2. Probe existing layers; collect kmers absent from all layers → `B \ index`.
3. Build a new layer from `B \ index`.
4. Append the new layer directory under each `part_XXXXX/`.
5. Update `meta.json` (layer count, sample registry).
Each partition's new layer is built independently; the operation is fully parallel across partitions.
---
## Dependencies
| crate | role |
|---|---|
| `ptr_hash 1.1` | MPHF per layer (epserde serialisation) |
| `cacheline-ef 1.1` | compact remap storage inside ptr_hash |
| `epserde 0.8` | zero-copy serialisation of MPHF |
| `memmap2` | mmap of layer files |
| `obiskio` | unitig file writer/reader |
| `obicompactvec` | payload types: `PersistentCompactIntVec`, `PersistentBitVec` |
---
## Open questions
- **Mode 3/4 multi-file layout**: one PBIV/PCIV per genome per layer means O(n_layers × n_genomes) files. Directory layout, open strategy, and query API are not yet designed.
- **Mode 4 scale**: count matrix (n_kmers × n_genomes × bytes_per_count) reaches hundreds of GB for large collections. A sparse representation may be required; access pattern and density threshold are not yet defined.
- **Presence matrix layout**: column-major (one PBIV per genome) favours per-genome operations; row-major favours per-kmer queries. Dominant access pattern not yet characterised.
- **Layer merge**: merging two `LayeredMap` instances into a single-layer index requires full rebuild.

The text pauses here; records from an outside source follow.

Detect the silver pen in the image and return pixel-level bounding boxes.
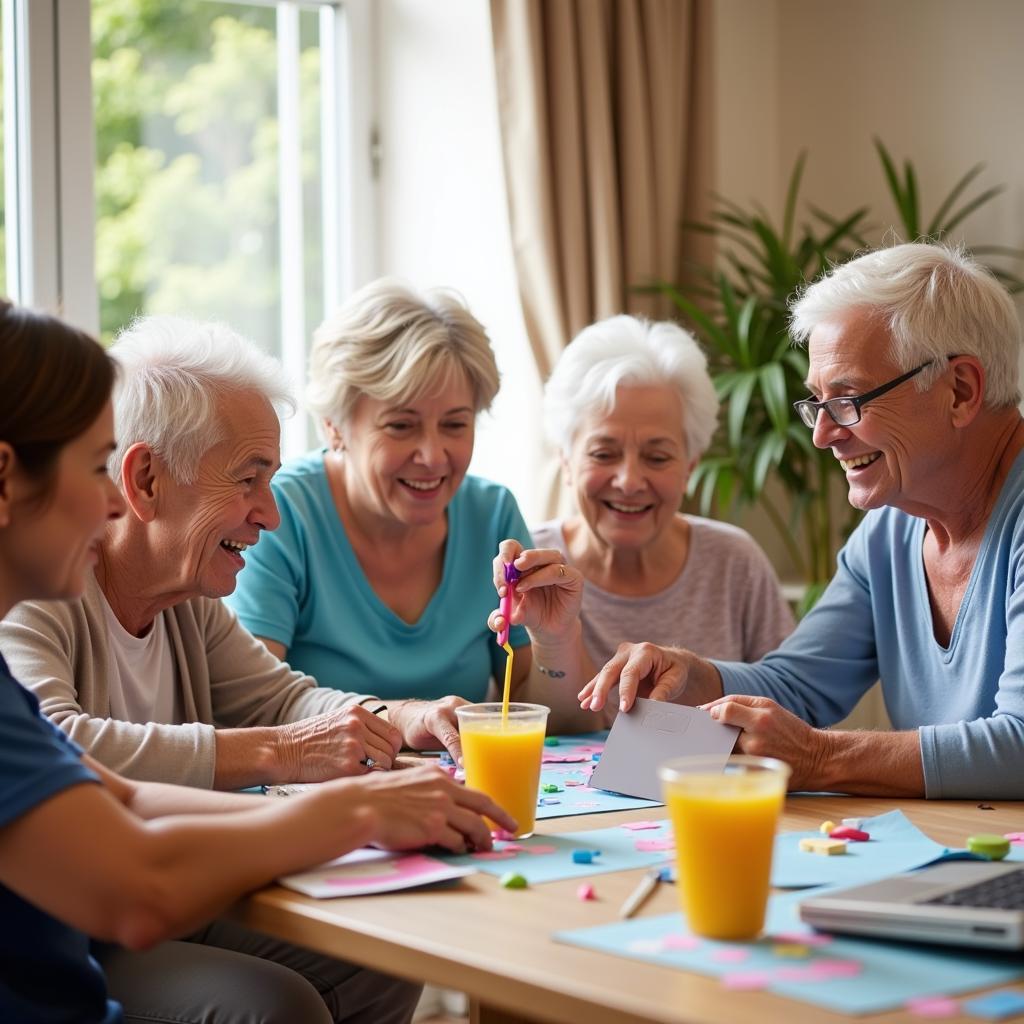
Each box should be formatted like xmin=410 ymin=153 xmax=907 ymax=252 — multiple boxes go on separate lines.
xmin=619 ymin=865 xmax=671 ymax=919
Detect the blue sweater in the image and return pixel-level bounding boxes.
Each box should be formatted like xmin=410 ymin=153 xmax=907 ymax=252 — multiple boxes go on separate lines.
xmin=227 ymin=453 xmax=531 ymax=701
xmin=717 ymin=451 xmax=1024 ymax=799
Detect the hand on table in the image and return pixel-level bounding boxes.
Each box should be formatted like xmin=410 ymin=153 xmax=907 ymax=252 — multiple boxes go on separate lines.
xmin=388 ymin=696 xmax=468 ymax=766
xmin=578 ymin=642 xmax=721 ymax=713
xmin=342 ymin=765 xmax=517 ymax=853
xmin=488 ymin=538 xmax=583 ymax=645
xmin=278 ymin=703 xmax=403 ymax=779
xmin=701 ymin=694 xmax=829 ymax=790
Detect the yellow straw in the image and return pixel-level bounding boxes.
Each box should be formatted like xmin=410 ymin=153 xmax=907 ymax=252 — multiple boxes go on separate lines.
xmin=501 ymin=642 xmax=514 ymax=725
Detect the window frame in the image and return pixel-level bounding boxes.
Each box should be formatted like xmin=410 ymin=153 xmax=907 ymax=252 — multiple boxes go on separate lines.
xmin=3 ymin=0 xmax=378 ymax=456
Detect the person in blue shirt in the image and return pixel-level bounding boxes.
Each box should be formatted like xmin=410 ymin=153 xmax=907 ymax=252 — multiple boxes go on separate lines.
xmin=227 ymin=280 xmax=533 ymax=755
xmin=0 ymin=302 xmax=514 ymax=1024
xmin=578 ymin=242 xmax=1024 ymax=799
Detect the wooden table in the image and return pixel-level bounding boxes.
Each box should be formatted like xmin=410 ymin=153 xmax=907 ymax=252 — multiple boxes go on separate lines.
xmin=232 ymin=796 xmax=1024 ymax=1024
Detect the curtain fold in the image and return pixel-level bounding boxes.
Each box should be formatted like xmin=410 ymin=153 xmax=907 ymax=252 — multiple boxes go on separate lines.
xmin=490 ymin=0 xmax=710 ymax=382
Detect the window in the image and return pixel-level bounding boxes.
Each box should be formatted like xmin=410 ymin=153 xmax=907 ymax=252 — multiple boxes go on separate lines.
xmin=4 ymin=0 xmax=376 ymax=457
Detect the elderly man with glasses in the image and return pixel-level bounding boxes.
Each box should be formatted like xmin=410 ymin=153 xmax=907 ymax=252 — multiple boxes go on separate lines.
xmin=578 ymin=242 xmax=1024 ymax=799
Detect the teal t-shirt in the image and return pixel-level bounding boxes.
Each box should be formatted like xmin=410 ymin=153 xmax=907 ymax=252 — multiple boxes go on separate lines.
xmin=226 ymin=451 xmax=531 ymax=700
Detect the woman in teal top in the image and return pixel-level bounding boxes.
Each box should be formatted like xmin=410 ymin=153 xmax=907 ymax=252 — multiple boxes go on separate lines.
xmin=228 ymin=280 xmax=532 ymax=715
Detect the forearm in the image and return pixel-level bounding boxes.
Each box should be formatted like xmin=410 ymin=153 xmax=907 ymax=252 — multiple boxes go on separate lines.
xmin=131 ymin=783 xmax=375 ymax=939
xmin=516 ymin=625 xmax=597 ymax=733
xmin=815 ymin=729 xmax=925 ymax=797
xmin=212 ymin=727 xmax=284 ymax=789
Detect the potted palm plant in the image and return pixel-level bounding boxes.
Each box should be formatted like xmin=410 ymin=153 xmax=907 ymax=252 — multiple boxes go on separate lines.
xmin=645 ymin=141 xmax=1023 ymax=612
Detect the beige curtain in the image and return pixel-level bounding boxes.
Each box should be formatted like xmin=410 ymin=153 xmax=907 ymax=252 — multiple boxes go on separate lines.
xmin=490 ymin=0 xmax=711 ymax=382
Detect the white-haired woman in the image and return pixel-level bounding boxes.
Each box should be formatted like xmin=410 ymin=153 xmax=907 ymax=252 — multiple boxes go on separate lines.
xmin=491 ymin=314 xmax=793 ymax=730
xmin=228 ymin=280 xmax=533 ymax=752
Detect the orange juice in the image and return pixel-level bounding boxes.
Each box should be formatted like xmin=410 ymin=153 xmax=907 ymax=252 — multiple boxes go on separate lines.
xmin=456 ymin=703 xmax=549 ymax=839
xmin=660 ymin=756 xmax=789 ymax=941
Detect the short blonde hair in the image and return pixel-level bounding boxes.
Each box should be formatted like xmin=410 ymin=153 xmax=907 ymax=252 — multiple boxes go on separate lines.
xmin=306 ymin=279 xmax=500 ymax=430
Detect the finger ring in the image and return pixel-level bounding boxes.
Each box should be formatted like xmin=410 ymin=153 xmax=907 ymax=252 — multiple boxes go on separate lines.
xmin=360 ymin=757 xmax=376 ymax=769
xmin=558 ymin=564 xmax=566 ymax=577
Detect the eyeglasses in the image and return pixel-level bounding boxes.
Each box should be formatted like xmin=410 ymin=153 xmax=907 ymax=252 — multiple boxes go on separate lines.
xmin=793 ymin=360 xmax=934 ymax=429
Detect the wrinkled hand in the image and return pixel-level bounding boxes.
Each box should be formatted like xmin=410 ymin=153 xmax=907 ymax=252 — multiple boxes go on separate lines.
xmin=388 ymin=696 xmax=468 ymax=765
xmin=349 ymin=765 xmax=518 ymax=852
xmin=279 ymin=704 xmax=403 ymax=781
xmin=488 ymin=539 xmax=583 ymax=645
xmin=578 ymin=642 xmax=720 ymax=713
xmin=701 ymin=694 xmax=830 ymax=791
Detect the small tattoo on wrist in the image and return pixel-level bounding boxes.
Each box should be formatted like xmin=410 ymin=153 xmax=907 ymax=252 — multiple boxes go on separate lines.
xmin=536 ymin=664 xmax=566 ymax=679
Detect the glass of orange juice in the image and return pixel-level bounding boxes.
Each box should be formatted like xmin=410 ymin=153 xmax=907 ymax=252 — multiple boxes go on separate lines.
xmin=659 ymin=754 xmax=790 ymax=941
xmin=456 ymin=702 xmax=549 ymax=839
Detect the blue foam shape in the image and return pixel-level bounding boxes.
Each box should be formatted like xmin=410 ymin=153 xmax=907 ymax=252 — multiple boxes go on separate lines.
xmin=554 ymin=889 xmax=1023 ymax=1014
xmin=962 ymin=990 xmax=1024 ymax=1020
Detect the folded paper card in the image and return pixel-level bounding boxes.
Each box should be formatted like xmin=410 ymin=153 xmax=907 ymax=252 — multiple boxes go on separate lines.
xmin=589 ymin=700 xmax=739 ymax=801
xmin=279 ymin=848 xmax=473 ymax=898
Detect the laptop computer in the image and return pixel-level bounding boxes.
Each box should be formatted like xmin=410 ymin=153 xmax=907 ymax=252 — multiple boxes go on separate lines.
xmin=799 ymin=860 xmax=1024 ymax=950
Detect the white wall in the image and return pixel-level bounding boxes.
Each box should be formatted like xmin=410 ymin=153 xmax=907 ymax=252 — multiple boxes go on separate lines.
xmin=374 ymin=0 xmax=548 ymax=524
xmin=373 ymin=0 xmax=1024 ymax=537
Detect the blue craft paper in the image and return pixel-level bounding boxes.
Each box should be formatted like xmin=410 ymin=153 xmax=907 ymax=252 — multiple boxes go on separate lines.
xmin=772 ymin=810 xmax=950 ymax=888
xmin=536 ymin=732 xmax=662 ymax=819
xmin=554 ymin=889 xmax=1023 ymax=1015
xmin=962 ymin=990 xmax=1024 ymax=1020
xmin=438 ymin=821 xmax=673 ymax=883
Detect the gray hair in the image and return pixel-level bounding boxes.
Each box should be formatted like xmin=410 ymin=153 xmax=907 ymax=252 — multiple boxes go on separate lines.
xmin=790 ymin=242 xmax=1022 ymax=408
xmin=306 ymin=278 xmax=500 ymax=431
xmin=109 ymin=315 xmax=294 ymax=486
xmin=543 ymin=315 xmax=719 ymax=460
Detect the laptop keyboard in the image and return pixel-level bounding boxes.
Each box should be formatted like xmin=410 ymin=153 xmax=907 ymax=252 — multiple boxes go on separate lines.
xmin=923 ymin=866 xmax=1024 ymax=910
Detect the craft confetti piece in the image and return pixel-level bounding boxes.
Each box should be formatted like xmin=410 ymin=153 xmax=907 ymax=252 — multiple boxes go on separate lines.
xmin=577 ymin=883 xmax=596 ymax=901
xmin=771 ymin=943 xmax=811 ymax=958
xmin=621 ymin=821 xmax=663 ymax=831
xmin=711 ymin=947 xmax=750 ymax=964
xmin=635 ymin=838 xmax=675 ymax=852
xmin=962 ymin=990 xmax=1024 ymax=1020
xmin=905 ymin=995 xmax=960 ymax=1018
xmin=720 ymin=971 xmax=772 ymax=991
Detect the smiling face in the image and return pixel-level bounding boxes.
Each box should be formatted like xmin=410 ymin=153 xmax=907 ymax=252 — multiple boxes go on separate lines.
xmin=0 ymin=400 xmax=125 ymax=604
xmin=564 ymin=385 xmax=691 ymax=552
xmin=154 ymin=389 xmax=281 ymax=599
xmin=337 ymin=372 xmax=476 ymax=530
xmin=806 ymin=309 xmax=950 ymax=512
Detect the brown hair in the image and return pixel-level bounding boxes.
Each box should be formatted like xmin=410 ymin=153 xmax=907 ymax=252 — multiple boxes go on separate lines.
xmin=0 ymin=301 xmax=115 ymax=499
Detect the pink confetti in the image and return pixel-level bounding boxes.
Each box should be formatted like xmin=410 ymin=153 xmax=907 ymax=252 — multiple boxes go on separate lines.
xmin=542 ymin=754 xmax=588 ymax=763
xmin=712 ymin=947 xmax=751 ymax=963
xmin=621 ymin=821 xmax=663 ymax=831
xmin=771 ymin=930 xmax=832 ymax=947
xmin=721 ymin=971 xmax=771 ymax=991
xmin=502 ymin=843 xmax=526 ymax=853
xmin=1005 ymin=832 xmax=1024 ymax=844
xmin=662 ymin=933 xmax=702 ymax=951
xmin=564 ymin=780 xmax=583 ymax=787
xmin=472 ymin=850 xmax=516 ymax=861
xmin=635 ymin=838 xmax=675 ymax=852
xmin=576 ymin=883 xmax=596 ymax=901
xmin=806 ymin=958 xmax=863 ymax=980
xmin=525 ymin=844 xmax=559 ymax=855
xmin=905 ymin=996 xmax=960 ymax=1018
xmin=774 ymin=966 xmax=819 ymax=982
xmin=491 ymin=829 xmax=516 ymax=841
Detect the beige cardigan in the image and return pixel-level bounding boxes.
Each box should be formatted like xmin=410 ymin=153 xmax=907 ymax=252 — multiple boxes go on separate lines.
xmin=0 ymin=573 xmax=370 ymax=787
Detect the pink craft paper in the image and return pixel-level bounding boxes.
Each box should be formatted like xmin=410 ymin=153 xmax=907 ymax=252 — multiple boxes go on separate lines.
xmin=720 ymin=971 xmax=772 ymax=990
xmin=635 ymin=838 xmax=675 ymax=852
xmin=905 ymin=996 xmax=960 ymax=1018
xmin=621 ymin=821 xmax=663 ymax=831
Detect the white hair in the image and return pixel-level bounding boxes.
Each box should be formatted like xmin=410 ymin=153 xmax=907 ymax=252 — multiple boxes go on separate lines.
xmin=543 ymin=315 xmax=719 ymax=460
xmin=307 ymin=278 xmax=500 ymax=433
xmin=109 ymin=315 xmax=294 ymax=485
xmin=790 ymin=242 xmax=1022 ymax=407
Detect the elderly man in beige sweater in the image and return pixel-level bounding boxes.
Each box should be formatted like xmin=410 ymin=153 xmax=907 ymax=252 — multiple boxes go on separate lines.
xmin=0 ymin=315 xmax=468 ymax=789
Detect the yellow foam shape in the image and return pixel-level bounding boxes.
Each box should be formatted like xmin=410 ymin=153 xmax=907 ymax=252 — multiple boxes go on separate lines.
xmin=799 ymin=837 xmax=847 ymax=856
xmin=819 ymin=820 xmax=837 ymax=835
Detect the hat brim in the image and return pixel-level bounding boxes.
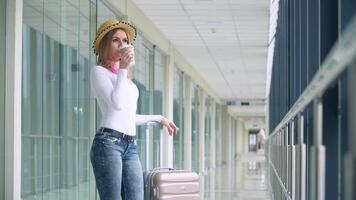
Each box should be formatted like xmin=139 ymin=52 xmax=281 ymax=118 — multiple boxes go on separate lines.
xmin=92 ymin=21 xmax=136 ymax=55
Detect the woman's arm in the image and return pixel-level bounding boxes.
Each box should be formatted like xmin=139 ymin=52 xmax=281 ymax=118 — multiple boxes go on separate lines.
xmin=135 ymin=114 xmax=163 ymax=125
xmin=136 ymin=115 xmax=179 ymax=136
xmin=90 ymin=67 xmax=128 ymax=110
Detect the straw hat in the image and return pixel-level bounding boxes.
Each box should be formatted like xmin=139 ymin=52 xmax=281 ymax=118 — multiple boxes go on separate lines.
xmin=92 ymin=19 xmax=137 ymax=55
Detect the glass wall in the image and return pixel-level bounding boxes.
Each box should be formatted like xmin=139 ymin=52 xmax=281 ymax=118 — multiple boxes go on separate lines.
xmin=204 ymin=97 xmax=212 ymax=170
xmin=268 ymin=0 xmax=356 ymax=199
xmin=132 ymin=36 xmax=153 ymax=170
xmin=0 ymin=0 xmax=5 ymax=198
xmin=204 ymin=97 xmax=212 ymax=198
xmin=22 ymin=0 xmax=97 ymax=199
xmin=151 ymin=48 xmax=166 ymax=168
xmin=173 ymin=67 xmax=185 ymax=169
xmin=215 ymin=103 xmax=220 ymax=165
xmin=191 ymin=84 xmax=200 ymax=172
xmin=97 ymin=0 xmax=122 ymax=25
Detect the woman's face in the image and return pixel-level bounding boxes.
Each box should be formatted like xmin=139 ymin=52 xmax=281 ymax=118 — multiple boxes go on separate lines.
xmin=108 ymin=29 xmax=129 ymax=61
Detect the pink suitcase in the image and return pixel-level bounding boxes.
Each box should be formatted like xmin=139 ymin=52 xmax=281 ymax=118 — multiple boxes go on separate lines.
xmin=144 ymin=168 xmax=200 ymax=200
xmin=143 ymin=122 xmax=200 ymax=200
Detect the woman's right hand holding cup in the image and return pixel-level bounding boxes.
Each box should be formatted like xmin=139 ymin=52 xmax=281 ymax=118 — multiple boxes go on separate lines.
xmin=119 ymin=45 xmax=135 ymax=69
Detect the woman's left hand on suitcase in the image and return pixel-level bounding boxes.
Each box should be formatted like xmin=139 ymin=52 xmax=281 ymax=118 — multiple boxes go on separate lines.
xmin=160 ymin=117 xmax=179 ymax=136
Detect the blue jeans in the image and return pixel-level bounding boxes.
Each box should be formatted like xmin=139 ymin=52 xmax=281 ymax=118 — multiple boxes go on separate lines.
xmin=90 ymin=131 xmax=144 ymax=200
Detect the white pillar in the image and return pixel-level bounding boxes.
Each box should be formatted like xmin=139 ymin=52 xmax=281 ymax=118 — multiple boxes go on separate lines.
xmin=5 ymin=0 xmax=23 ymax=199
xmin=163 ymin=43 xmax=174 ymax=168
xmin=229 ymin=116 xmax=234 ymax=163
xmin=226 ymin=115 xmax=233 ymax=198
xmin=227 ymin=115 xmax=232 ymax=165
xmin=236 ymin=118 xmax=244 ymax=156
xmin=183 ymin=76 xmax=192 ymax=170
xmin=233 ymin=119 xmax=239 ymax=160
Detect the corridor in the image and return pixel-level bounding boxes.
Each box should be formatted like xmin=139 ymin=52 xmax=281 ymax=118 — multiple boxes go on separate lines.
xmin=1 ymin=0 xmax=356 ymax=199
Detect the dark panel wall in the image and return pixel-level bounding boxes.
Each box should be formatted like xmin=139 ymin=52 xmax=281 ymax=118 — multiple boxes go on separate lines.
xmin=269 ymin=0 xmax=356 ymax=199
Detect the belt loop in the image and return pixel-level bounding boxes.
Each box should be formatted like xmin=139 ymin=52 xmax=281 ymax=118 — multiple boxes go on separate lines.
xmin=99 ymin=127 xmax=104 ymax=134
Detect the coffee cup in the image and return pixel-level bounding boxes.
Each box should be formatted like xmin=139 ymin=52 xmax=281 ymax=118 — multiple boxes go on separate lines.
xmin=119 ymin=44 xmax=135 ymax=67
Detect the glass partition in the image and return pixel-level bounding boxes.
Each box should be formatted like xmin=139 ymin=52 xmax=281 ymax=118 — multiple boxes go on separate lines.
xmin=152 ymin=48 xmax=166 ymax=168
xmin=204 ymin=97 xmax=212 ymax=170
xmin=173 ymin=67 xmax=185 ymax=169
xmin=0 ymin=0 xmax=5 ymax=198
xmin=191 ymin=84 xmax=200 ymax=172
xmin=215 ymin=103 xmax=220 ymax=165
xmin=204 ymin=97 xmax=212 ymax=198
xmin=97 ymin=0 xmax=122 ymax=25
xmin=22 ymin=0 xmax=97 ymax=199
xmin=132 ymin=36 xmax=153 ymax=170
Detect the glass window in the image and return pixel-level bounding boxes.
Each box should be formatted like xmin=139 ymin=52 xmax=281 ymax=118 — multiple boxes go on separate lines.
xmin=132 ymin=36 xmax=153 ymax=170
xmin=152 ymin=48 xmax=166 ymax=168
xmin=22 ymin=0 xmax=97 ymax=199
xmin=173 ymin=67 xmax=185 ymax=169
xmin=215 ymin=103 xmax=220 ymax=165
xmin=97 ymin=0 xmax=122 ymax=25
xmin=191 ymin=84 xmax=200 ymax=172
xmin=204 ymin=97 xmax=212 ymax=170
xmin=0 ymin=0 xmax=5 ymax=198
xmin=204 ymin=97 xmax=212 ymax=197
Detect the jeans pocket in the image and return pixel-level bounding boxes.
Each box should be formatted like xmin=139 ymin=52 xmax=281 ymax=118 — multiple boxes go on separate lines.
xmin=103 ymin=135 xmax=119 ymax=145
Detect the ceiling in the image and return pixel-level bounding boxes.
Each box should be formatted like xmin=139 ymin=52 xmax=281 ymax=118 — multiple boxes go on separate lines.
xmin=132 ymin=0 xmax=270 ymax=127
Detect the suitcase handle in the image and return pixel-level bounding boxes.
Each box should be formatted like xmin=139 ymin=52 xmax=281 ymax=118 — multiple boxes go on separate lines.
xmin=145 ymin=121 xmax=175 ymax=169
xmin=146 ymin=121 xmax=163 ymax=129
xmin=152 ymin=167 xmax=175 ymax=171
xmin=145 ymin=121 xmax=165 ymax=169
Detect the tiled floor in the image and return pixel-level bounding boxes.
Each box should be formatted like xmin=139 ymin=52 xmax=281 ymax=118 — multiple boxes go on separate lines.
xmin=205 ymin=152 xmax=271 ymax=200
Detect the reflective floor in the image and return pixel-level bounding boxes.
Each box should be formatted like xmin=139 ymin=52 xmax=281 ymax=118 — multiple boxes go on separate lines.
xmin=22 ymin=152 xmax=270 ymax=200
xmin=205 ymin=152 xmax=271 ymax=200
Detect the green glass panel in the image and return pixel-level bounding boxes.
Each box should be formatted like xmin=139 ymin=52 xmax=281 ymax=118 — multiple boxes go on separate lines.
xmin=152 ymin=49 xmax=165 ymax=168
xmin=22 ymin=0 xmax=97 ymax=199
xmin=173 ymin=68 xmax=185 ymax=169
xmin=0 ymin=0 xmax=5 ymax=198
xmin=132 ymin=38 xmax=152 ymax=170
xmin=191 ymin=85 xmax=199 ymax=172
xmin=204 ymin=97 xmax=212 ymax=198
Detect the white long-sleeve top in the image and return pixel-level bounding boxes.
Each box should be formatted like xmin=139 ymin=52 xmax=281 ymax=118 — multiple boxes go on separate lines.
xmin=90 ymin=66 xmax=163 ymax=136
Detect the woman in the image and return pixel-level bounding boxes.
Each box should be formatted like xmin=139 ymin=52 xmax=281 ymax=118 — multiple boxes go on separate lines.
xmin=90 ymin=19 xmax=179 ymax=200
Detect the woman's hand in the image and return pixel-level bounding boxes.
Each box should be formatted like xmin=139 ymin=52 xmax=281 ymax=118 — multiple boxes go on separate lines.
xmin=160 ymin=117 xmax=179 ymax=136
xmin=119 ymin=47 xmax=134 ymax=69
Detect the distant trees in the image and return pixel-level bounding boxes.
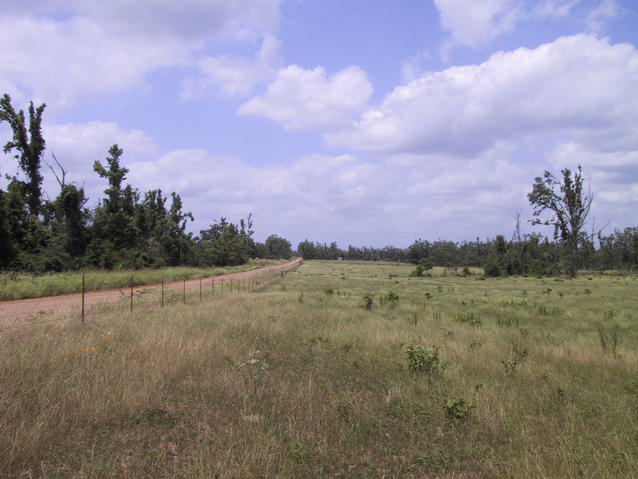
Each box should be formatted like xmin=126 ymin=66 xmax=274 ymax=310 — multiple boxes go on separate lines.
xmin=265 ymin=234 xmax=292 ymax=259
xmin=528 ymin=166 xmax=592 ymax=278
xmin=195 ymin=217 xmax=255 ymax=266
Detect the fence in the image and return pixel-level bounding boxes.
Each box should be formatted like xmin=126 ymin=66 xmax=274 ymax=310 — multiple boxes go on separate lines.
xmin=0 ymin=260 xmax=302 ymax=324
xmin=78 ymin=265 xmax=297 ymax=322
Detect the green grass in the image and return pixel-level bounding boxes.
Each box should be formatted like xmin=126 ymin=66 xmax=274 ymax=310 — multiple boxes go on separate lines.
xmin=1 ymin=260 xmax=637 ymax=478
xmin=0 ymin=259 xmax=286 ymax=301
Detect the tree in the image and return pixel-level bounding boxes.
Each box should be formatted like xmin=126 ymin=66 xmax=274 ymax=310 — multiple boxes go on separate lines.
xmin=528 ymin=166 xmax=592 ymax=278
xmin=265 ymin=234 xmax=292 ymax=259
xmin=0 ymin=94 xmax=46 ymax=217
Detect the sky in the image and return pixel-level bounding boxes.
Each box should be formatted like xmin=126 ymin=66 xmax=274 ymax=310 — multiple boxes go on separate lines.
xmin=1 ymin=0 xmax=637 ymax=248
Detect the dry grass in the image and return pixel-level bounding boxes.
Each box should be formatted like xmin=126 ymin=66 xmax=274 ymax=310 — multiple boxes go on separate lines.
xmin=0 ymin=260 xmax=636 ymax=478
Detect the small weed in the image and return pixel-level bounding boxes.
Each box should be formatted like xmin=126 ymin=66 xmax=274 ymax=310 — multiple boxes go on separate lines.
xmin=596 ymin=323 xmax=621 ymax=358
xmin=406 ymin=344 xmax=447 ymax=375
xmin=442 ymin=397 xmax=474 ymax=421
xmin=379 ymin=291 xmax=399 ymax=308
xmin=499 ymin=298 xmax=528 ymax=307
xmin=454 ymin=311 xmax=481 ymax=327
xmin=496 ymin=317 xmax=519 ymax=327
xmin=324 ymin=288 xmax=334 ymax=295
xmin=292 ymin=443 xmax=309 ymax=463
xmin=603 ymin=305 xmax=616 ymax=320
xmin=362 ymin=292 xmax=374 ymax=310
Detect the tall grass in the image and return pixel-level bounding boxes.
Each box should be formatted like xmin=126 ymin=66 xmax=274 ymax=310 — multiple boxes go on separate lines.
xmin=0 ymin=259 xmax=285 ymax=301
xmin=0 ymin=260 xmax=636 ymax=478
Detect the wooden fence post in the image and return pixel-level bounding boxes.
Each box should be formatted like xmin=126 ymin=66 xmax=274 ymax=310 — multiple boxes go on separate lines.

Define API and cost model.
- **Canonical kmer orientation**: evidence stores canonical kmer; strand recovery requires one 64-bit revcomp comparison at query time.
- **`try_new_from_par_iter`**: `ptr_hash::new_from_par_iter` silently discards construction failure. Post-construction verification (current workaround) is correct but does not allow retry. A `try_new_from_par_iter` PR upstream would close this gap.